Bei den internationalen Jugendcamps kommen Roma, Deutsche und Israelis zusammen. Jeder von ihnen habe einen eigenen Blick auf den Holocaust, der sich zuweilen stark unterscheide, sagt Rühlig. Sich gegenseitig zuzuhören, seine Sicht zu hinterfragen sei dann besonders wichtig. „Genau das heißt für mich lernen. Man muss sich seiner eigenen Denkweise und Identität bewusst werden“, sagt sie.

Ein Ort der Mahnung

Kurz vor der Gedenkfeier „70 Jahre KZ Außenstelle Walldorf“ im November diese Jahres hatten sie es geschafft. Auf einer Waldlichtung befindet sich nun ein großes Loch mit dem Grundmauern des Kellers. Von den Wohnbaracken ist nichts mehr erhalten. Einziges sichtbares Zeichen des Lagers sind nur noch diese paar Steinhaufen. Für heutige Generationen sollen sie nach Ansicht der Einundsechzigjährigen ein beispielhafter Ort dafür sein, was passieren könne, wenn man sich nicht gegen gesellschaftliche Konventionen richtet. Es sei eine Mahnung, auch den heutigen Verhältnissen kritisch gegenüber eingestellt zu sein.
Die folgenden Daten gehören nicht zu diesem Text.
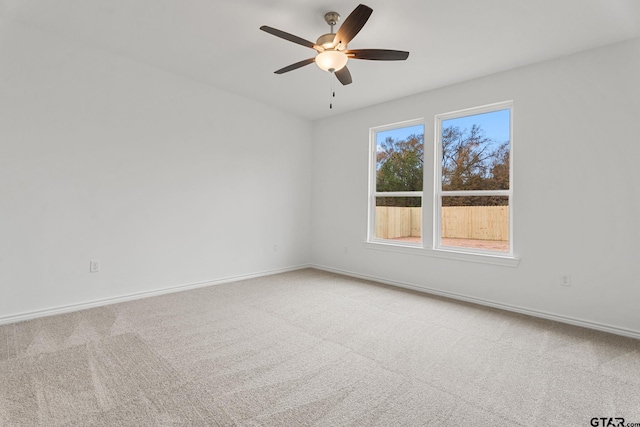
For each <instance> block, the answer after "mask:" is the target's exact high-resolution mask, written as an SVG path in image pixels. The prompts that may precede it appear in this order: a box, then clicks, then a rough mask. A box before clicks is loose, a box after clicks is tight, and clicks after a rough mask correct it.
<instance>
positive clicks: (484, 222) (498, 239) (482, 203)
mask: <svg viewBox="0 0 640 427" xmlns="http://www.w3.org/2000/svg"><path fill="white" fill-rule="evenodd" d="M440 236H441V237H440V239H441V241H440V244H441V245H442V246H456V247H463V248H472V249H482V250H491V251H499V252H509V197H507V196H443V197H442V219H441V230H440Z"/></svg>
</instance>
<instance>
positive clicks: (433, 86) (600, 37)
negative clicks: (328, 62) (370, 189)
mask: <svg viewBox="0 0 640 427" xmlns="http://www.w3.org/2000/svg"><path fill="white" fill-rule="evenodd" d="M357 4H358V3H357V2H356V1H345V0H340V1H336V0H314V1H311V0H233V1H230V0H226V1H221V0H55V1H52V0H0V19H1V20H2V24H3V25H5V26H6V25H9V26H10V24H16V25H27V26H29V27H31V28H34V29H36V30H38V31H45V32H47V33H51V34H52V35H55V36H58V37H64V38H67V39H70V40H72V41H73V42H75V43H80V44H82V45H83V46H87V47H90V48H95V49H103V50H106V51H109V52H111V53H113V54H117V55H121V56H123V57H126V58H129V59H133V60H136V61H140V62H143V63H146V64H149V65H152V66H155V67H157V68H160V69H163V70H167V71H170V72H173V73H175V74H179V75H182V76H185V77H188V78H191V79H194V80H197V81H200V82H203V83H206V84H208V85H211V86H215V87H217V88H221V89H224V90H227V91H230V92H234V93H237V94H240V95H243V96H245V97H247V98H251V99H254V100H257V101H259V102H263V103H267V104H270V105H274V106H276V107H278V108H282V109H284V110H286V111H289V112H291V113H293V114H297V115H299V116H302V117H305V118H309V119H318V118H322V117H327V116H330V115H333V114H339V113H341V112H345V111H349V110H354V109H357V108H361V107H365V106H368V105H372V104H376V103H380V102H383V101H387V100H390V99H394V98H399V97H402V96H406V95H410V94H413V93H417V92H422V91H425V90H429V89H433V88H437V87H442V86H445V85H449V84H453V83H456V82H460V81H464V80H469V79H473V78H476V77H480V76H483V75H487V74H492V73H495V72H499V71H502V70H507V69H511V68H515V67H519V66H522V65H526V64H531V63H535V62H539V61H542V60H546V59H551V58H554V57H558V56H562V55H567V54H571V53H574V52H579V51H582V50H586V49H590V48H593V47H597V46H602V45H606V44H611V43H615V42H618V41H622V40H626V39H631V38H635V37H640V0H448V1H443V0H440V1H425V0H396V1H393V2H391V1H388V0H386V1H383V0H366V3H365V4H367V5H368V6H370V7H371V8H373V14H372V15H371V18H370V19H369V21H368V22H367V24H366V25H365V27H364V28H363V30H362V31H361V32H360V33H359V34H358V35H357V36H356V37H355V38H354V39H353V41H352V42H351V43H350V44H349V47H350V48H352V49H359V48H385V49H398V50H408V51H409V52H411V54H410V56H409V59H408V60H407V61H399V62H380V61H357V60H352V61H350V62H349V69H350V70H351V74H352V76H353V84H351V85H349V86H345V87H342V86H341V85H339V84H337V99H336V101H335V104H334V109H333V110H329V105H328V104H329V90H330V84H331V83H330V76H329V74H327V73H325V72H322V71H321V70H319V69H318V68H317V67H316V66H315V65H313V64H311V65H308V66H306V67H304V68H301V69H298V70H295V71H292V72H290V73H287V74H283V75H276V74H274V73H273V71H275V70H276V69H279V68H282V67H284V66H286V65H289V64H291V63H294V62H297V61H299V60H302V59H305V58H310V57H312V56H314V51H313V50H311V49H308V48H305V47H303V46H299V45H296V44H293V43H290V42H287V41H285V40H282V39H279V38H277V37H274V36H272V35H270V34H267V33H264V32H262V31H260V30H259V27H260V26H261V25H269V26H272V27H275V28H278V29H281V30H283V31H286V32H289V33H293V34H295V35H297V36H300V37H302V38H304V39H307V40H311V41H315V39H316V38H317V37H318V36H319V35H321V34H323V33H326V32H328V30H329V27H328V26H327V25H326V23H325V22H324V19H323V16H324V14H325V13H326V12H328V11H333V10H335V11H337V12H338V13H340V14H341V15H342V20H344V19H345V18H346V17H347V15H348V14H349V13H350V12H351V11H352V10H353V9H354V8H355V7H356V6H357ZM5 28H6V27H5Z"/></svg>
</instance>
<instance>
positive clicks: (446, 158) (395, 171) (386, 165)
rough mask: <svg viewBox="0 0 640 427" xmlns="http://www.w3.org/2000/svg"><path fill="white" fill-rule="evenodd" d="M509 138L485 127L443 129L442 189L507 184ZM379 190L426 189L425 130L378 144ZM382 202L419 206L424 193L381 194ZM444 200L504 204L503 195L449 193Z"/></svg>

Besonders wütend wird Rühlig, wenn sie sich heutige Formen von Diskriminierung ansieht. Als Beispiel nennt sie die Gruppe der Sinti und Roma, denen viele nachsagen, per se kriminell zu sein. Ethnische Gruppen haben nach Ansicht von Rühlig aber keine Eigenschaften. Bei solchen Äußerungen werde sie richtig ungemütlich, sagt sie. Eine Diskriminierung, wie sie anhand des Außenlagers Walldorf sichtbar wurde, dürfe sich in der Geschichte nie mehr wiederholen. Dafür möchte sie eintreten, solange sie lebt.